EDITORIAL
MAÑANA UNIMOS LA FAMILIA
William Gómez Vargas*
En un país formado por personas capaces e inteligentes, es común que dentro de un mismo núcleo familiar existan discrepancias sobre uno o varios temas. Tanto nos hemos superado los costarricenses que casi todos tenemos más estudios que nuestros padres y a la vez nuestros padres lograron más estudios que nuestros abuelos. Y es lógico que esto suceda en un país que fue forjado por educadores y en donde casi en todas las familias tenemos el orgullo de haber tenido o de tener un educador.
Con estos antecedentes de estudio y preparación era de esperar que las posiciones sobre un tema tan complejo como lo es el Tratado de Libre Comercio con Estados Unidos, se dividieran, hasta dentro de las mismas familias. Y es que, así como cada uno de nosotros ve la vida diferente, también el análisis sobre el llamado simplemente TLC, nos ha colocado en la silla del frente del amigo, del compañero de trabajo, de la hermana y hasta del padre o madre, porque también, gracias a nuestra preparación, cada uno tiene su propio criterio formado, sea al tenor de sus principios históricos, sus anhelos, sueños, responsabilidades o visión de que es lo mejor para nuestro país.
Pero justamente esa parte final es la que más nos debe importar, nuestro criterio de lo que es mejor para nuestro país, porque tanto deben respetar nuestras opiniones como nosotros debemos respetar las de los otros.
Mañana es la cita. Es una cita con la historia. Es nuestro primer referéndum y la responsabilidad de lo que decidamos nos las pueden aplaudir o silbar las generaciones futuras. Aunque cada uno de nosotros tendrá el sosiego mental que actuamos de la manera que nuestra conciencia nos dictaba era lo mejor.

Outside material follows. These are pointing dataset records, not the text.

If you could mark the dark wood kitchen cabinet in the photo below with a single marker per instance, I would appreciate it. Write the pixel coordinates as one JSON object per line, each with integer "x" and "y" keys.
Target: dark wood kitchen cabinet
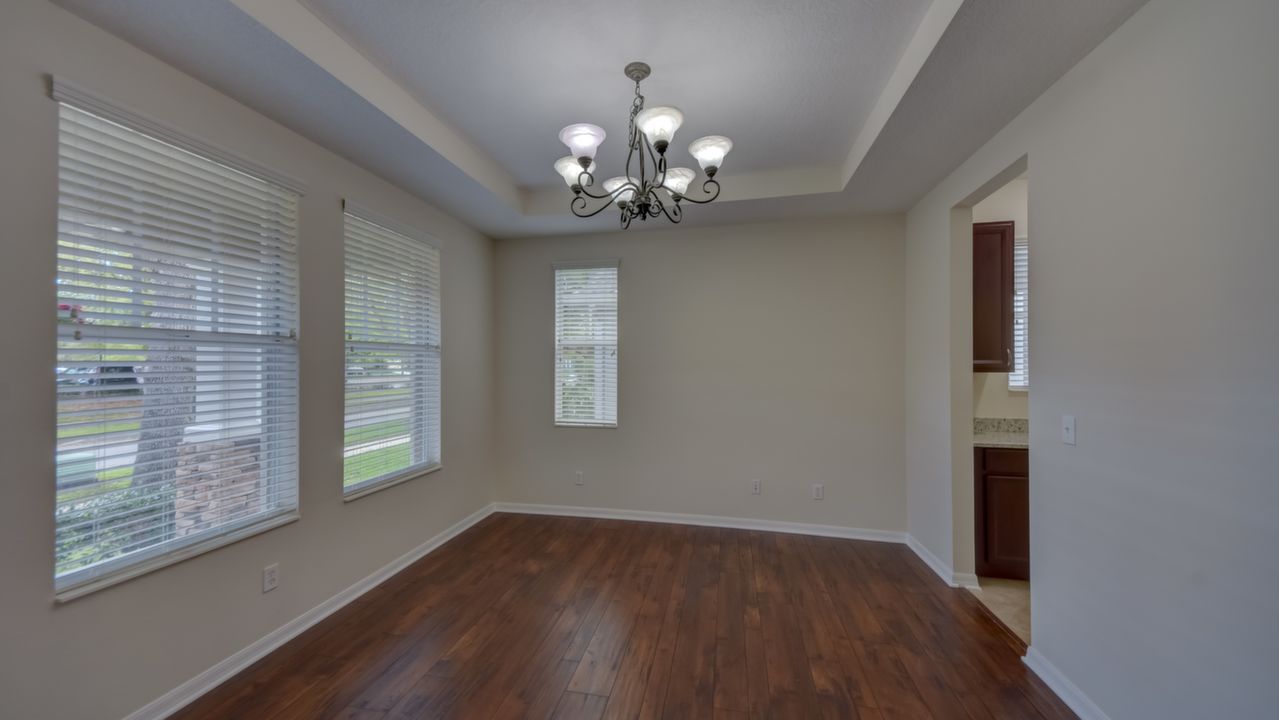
{"x": 1002, "y": 484}
{"x": 993, "y": 297}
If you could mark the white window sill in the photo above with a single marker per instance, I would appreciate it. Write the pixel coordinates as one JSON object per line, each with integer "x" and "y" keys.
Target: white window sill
{"x": 371, "y": 486}
{"x": 69, "y": 587}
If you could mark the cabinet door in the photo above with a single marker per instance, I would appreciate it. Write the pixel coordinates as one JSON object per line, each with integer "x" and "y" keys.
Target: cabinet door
{"x": 1003, "y": 514}
{"x": 993, "y": 297}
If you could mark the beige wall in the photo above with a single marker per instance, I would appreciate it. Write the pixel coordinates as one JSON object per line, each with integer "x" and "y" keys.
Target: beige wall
{"x": 768, "y": 351}
{"x": 991, "y": 397}
{"x": 1155, "y": 172}
{"x": 110, "y": 652}
{"x": 990, "y": 393}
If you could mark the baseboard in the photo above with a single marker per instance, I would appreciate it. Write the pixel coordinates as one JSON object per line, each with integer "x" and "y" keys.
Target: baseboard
{"x": 933, "y": 562}
{"x": 187, "y": 692}
{"x": 705, "y": 521}
{"x": 1069, "y": 693}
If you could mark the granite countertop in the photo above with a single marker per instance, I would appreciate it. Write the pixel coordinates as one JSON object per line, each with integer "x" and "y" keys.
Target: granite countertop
{"x": 1000, "y": 432}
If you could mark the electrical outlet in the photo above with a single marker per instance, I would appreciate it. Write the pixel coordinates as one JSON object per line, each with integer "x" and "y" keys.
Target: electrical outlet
{"x": 270, "y": 577}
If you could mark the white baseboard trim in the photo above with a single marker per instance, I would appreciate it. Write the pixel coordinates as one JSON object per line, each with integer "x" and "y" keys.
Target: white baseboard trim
{"x": 931, "y": 560}
{"x": 705, "y": 521}
{"x": 1069, "y": 693}
{"x": 187, "y": 692}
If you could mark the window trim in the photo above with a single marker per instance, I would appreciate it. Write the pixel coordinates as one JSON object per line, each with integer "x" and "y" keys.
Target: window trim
{"x": 413, "y": 472}
{"x": 585, "y": 265}
{"x": 117, "y": 571}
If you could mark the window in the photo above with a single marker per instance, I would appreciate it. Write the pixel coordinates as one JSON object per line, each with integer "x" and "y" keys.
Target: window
{"x": 1021, "y": 376}
{"x": 393, "y": 354}
{"x": 586, "y": 344}
{"x": 177, "y": 365}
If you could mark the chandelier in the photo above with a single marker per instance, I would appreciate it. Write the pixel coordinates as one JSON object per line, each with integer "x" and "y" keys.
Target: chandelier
{"x": 654, "y": 189}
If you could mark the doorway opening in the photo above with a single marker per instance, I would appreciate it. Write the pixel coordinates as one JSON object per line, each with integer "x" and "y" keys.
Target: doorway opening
{"x": 1000, "y": 404}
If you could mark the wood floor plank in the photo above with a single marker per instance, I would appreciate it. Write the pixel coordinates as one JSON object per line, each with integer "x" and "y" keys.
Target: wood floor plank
{"x": 691, "y": 689}
{"x": 541, "y": 617}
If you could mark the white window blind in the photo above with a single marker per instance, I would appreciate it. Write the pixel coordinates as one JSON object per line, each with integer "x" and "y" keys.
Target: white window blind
{"x": 1021, "y": 376}
{"x": 586, "y": 344}
{"x": 393, "y": 354}
{"x": 177, "y": 366}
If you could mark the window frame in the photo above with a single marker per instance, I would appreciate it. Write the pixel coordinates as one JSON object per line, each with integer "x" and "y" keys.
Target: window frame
{"x": 114, "y": 571}
{"x": 615, "y": 264}
{"x": 370, "y": 486}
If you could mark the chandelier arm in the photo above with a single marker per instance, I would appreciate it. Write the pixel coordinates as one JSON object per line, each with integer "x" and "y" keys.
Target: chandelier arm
{"x": 578, "y": 206}
{"x": 674, "y": 214}
{"x": 583, "y": 186}
{"x": 706, "y": 187}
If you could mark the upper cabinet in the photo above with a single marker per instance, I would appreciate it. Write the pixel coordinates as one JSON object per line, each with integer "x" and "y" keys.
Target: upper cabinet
{"x": 993, "y": 297}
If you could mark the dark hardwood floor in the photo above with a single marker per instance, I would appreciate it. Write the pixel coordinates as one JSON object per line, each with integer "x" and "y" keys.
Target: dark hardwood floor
{"x": 540, "y": 617}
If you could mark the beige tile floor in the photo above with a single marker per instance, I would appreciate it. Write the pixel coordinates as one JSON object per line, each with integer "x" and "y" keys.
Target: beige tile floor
{"x": 1009, "y": 601}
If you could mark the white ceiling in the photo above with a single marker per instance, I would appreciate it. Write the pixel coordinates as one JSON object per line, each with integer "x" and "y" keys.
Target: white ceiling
{"x": 835, "y": 106}
{"x": 791, "y": 82}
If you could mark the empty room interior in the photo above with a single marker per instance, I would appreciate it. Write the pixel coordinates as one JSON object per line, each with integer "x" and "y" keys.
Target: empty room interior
{"x": 687, "y": 360}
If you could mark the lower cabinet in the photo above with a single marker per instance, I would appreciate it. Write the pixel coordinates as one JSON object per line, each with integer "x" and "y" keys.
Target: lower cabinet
{"x": 1002, "y": 484}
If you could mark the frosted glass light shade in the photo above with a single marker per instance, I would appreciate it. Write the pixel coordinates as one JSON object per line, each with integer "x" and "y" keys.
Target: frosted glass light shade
{"x": 582, "y": 138}
{"x": 677, "y": 179}
{"x": 660, "y": 124}
{"x": 613, "y": 186}
{"x": 571, "y": 169}
{"x": 710, "y": 150}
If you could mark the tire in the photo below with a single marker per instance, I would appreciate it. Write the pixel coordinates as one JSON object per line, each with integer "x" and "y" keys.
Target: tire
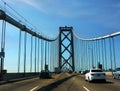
{"x": 113, "y": 76}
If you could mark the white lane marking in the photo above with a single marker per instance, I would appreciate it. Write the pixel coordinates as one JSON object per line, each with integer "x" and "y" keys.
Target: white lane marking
{"x": 34, "y": 88}
{"x": 86, "y": 88}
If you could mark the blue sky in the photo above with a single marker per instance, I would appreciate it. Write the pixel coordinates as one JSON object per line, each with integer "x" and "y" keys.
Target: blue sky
{"x": 89, "y": 18}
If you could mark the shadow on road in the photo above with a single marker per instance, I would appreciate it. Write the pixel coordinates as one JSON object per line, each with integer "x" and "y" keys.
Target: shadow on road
{"x": 102, "y": 82}
{"x": 55, "y": 84}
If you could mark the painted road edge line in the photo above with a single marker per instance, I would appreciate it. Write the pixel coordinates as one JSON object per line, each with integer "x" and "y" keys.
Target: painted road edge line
{"x": 86, "y": 88}
{"x": 34, "y": 88}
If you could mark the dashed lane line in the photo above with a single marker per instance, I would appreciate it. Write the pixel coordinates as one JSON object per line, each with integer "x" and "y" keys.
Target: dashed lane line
{"x": 86, "y": 88}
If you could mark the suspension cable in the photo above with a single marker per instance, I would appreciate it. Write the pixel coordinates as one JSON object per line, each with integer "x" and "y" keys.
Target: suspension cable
{"x": 25, "y": 42}
{"x": 19, "y": 52}
{"x": 31, "y": 51}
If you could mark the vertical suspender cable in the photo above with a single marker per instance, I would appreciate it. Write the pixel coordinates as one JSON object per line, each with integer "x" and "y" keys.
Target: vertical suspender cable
{"x": 38, "y": 56}
{"x": 31, "y": 51}
{"x": 111, "y": 53}
{"x": 3, "y": 44}
{"x": 105, "y": 54}
{"x": 19, "y": 51}
{"x": 35, "y": 52}
{"x": 114, "y": 52}
{"x": 45, "y": 53}
{"x": 25, "y": 40}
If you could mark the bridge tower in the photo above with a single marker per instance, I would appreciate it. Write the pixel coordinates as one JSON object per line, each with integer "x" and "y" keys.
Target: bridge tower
{"x": 66, "y": 49}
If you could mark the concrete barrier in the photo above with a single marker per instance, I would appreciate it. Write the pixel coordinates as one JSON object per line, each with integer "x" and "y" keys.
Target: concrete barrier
{"x": 108, "y": 73}
{"x": 16, "y": 76}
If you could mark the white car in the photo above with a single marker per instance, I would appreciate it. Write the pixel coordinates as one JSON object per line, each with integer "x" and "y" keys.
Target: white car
{"x": 95, "y": 74}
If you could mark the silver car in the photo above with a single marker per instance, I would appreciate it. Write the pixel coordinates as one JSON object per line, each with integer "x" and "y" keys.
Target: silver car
{"x": 95, "y": 74}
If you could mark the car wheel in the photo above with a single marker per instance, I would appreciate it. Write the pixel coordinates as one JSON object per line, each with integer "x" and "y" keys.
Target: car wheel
{"x": 113, "y": 76}
{"x": 88, "y": 79}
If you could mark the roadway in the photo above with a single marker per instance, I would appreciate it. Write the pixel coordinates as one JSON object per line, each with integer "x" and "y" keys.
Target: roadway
{"x": 62, "y": 82}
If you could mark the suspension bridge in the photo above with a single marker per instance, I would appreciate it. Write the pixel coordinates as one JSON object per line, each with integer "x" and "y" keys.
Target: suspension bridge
{"x": 68, "y": 52}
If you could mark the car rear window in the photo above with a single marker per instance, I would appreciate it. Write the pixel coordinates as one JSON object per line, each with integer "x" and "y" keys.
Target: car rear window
{"x": 96, "y": 70}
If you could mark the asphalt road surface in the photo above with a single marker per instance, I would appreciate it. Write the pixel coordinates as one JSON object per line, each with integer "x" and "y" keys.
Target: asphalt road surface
{"x": 62, "y": 82}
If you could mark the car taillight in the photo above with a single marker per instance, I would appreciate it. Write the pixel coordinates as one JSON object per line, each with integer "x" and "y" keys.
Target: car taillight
{"x": 103, "y": 73}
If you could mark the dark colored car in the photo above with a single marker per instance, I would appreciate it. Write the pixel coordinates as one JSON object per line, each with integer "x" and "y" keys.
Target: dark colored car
{"x": 45, "y": 74}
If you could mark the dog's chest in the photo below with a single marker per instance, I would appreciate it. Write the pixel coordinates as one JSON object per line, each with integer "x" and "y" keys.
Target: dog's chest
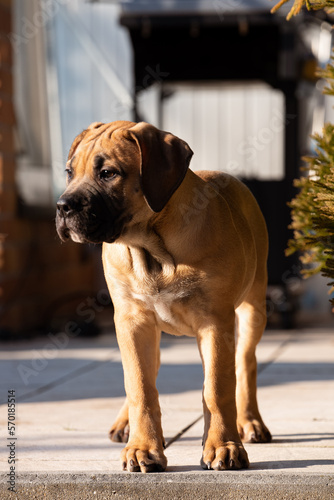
{"x": 171, "y": 300}
{"x": 162, "y": 302}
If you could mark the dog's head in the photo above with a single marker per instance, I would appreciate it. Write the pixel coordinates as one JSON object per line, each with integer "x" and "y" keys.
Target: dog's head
{"x": 117, "y": 174}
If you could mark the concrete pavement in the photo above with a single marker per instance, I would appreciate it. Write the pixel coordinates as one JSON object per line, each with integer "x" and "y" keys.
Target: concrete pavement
{"x": 68, "y": 392}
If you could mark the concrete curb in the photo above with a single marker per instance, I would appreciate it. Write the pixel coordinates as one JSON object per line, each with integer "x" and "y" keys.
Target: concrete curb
{"x": 211, "y": 485}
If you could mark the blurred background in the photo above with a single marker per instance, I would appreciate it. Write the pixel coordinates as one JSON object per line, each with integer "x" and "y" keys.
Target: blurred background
{"x": 238, "y": 83}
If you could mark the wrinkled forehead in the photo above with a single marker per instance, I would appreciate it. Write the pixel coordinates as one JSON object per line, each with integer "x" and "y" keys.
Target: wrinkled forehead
{"x": 104, "y": 139}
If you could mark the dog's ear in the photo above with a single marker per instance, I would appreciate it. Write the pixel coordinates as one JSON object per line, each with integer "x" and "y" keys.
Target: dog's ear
{"x": 164, "y": 162}
{"x": 80, "y": 137}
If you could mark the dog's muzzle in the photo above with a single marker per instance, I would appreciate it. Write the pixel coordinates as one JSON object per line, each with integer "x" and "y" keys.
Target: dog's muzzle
{"x": 86, "y": 220}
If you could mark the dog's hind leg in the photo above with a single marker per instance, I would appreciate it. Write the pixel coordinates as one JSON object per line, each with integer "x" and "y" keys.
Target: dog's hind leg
{"x": 251, "y": 316}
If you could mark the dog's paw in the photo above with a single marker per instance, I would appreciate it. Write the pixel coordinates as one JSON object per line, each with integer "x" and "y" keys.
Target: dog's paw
{"x": 224, "y": 456}
{"x": 119, "y": 432}
{"x": 134, "y": 459}
{"x": 254, "y": 431}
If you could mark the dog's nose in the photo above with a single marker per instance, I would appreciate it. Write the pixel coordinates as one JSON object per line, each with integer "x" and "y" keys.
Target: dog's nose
{"x": 65, "y": 206}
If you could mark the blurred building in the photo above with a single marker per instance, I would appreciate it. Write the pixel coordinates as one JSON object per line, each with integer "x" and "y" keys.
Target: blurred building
{"x": 231, "y": 79}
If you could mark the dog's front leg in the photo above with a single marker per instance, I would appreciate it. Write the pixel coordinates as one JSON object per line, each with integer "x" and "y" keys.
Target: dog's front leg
{"x": 138, "y": 339}
{"x": 222, "y": 448}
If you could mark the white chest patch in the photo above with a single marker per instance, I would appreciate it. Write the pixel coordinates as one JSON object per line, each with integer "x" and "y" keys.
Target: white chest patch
{"x": 161, "y": 303}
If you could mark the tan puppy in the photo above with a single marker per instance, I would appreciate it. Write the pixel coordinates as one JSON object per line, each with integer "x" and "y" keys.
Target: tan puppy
{"x": 184, "y": 253}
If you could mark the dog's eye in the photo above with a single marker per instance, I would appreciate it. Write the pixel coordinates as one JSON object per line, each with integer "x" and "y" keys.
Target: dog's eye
{"x": 107, "y": 174}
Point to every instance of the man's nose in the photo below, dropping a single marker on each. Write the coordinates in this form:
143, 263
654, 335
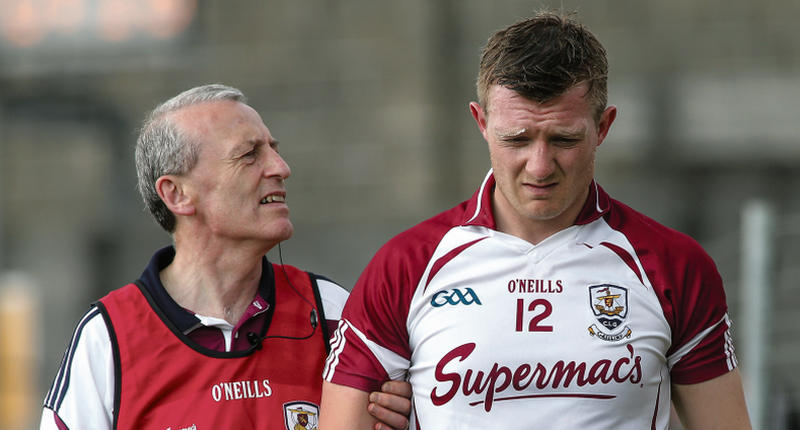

Sin embargo, de lo que sí podemos estar seguros es que esas generaciones se sentirán avergonzadas y nos recriminarán para siempre si hacemos de la tradicional fiesta democrática un bochorno.
Si confundimos libertad con libertinaje, el triunfo como burla o la derrota como robo. Esas generaciones del mañana se sentirán avergonzadas de quienes no supimos defender nuestra democracia con el arma del voto y no con la pedrada o el garrotazo.
Es por eso, estimados compatriotas, que si hemos estado enfrentados y divididos por el criterio particular sobre si nos conviene o no este TLC, mañana serán las urnas quienes hagan la función de conciliadores y nosotros, ante ellas, debemos proceder a unir de nuevo a la gran familia costarricense, entonando juntos el Himno Nacional al inicio del acto oficial en el Tribunal Supremo de Elecciones, previo a los resultados y acostarnos perdedores y ganadores, seguros que la mayoría escogió lo mejor para el nuevo amanecer del lunes, más unidos que nunca.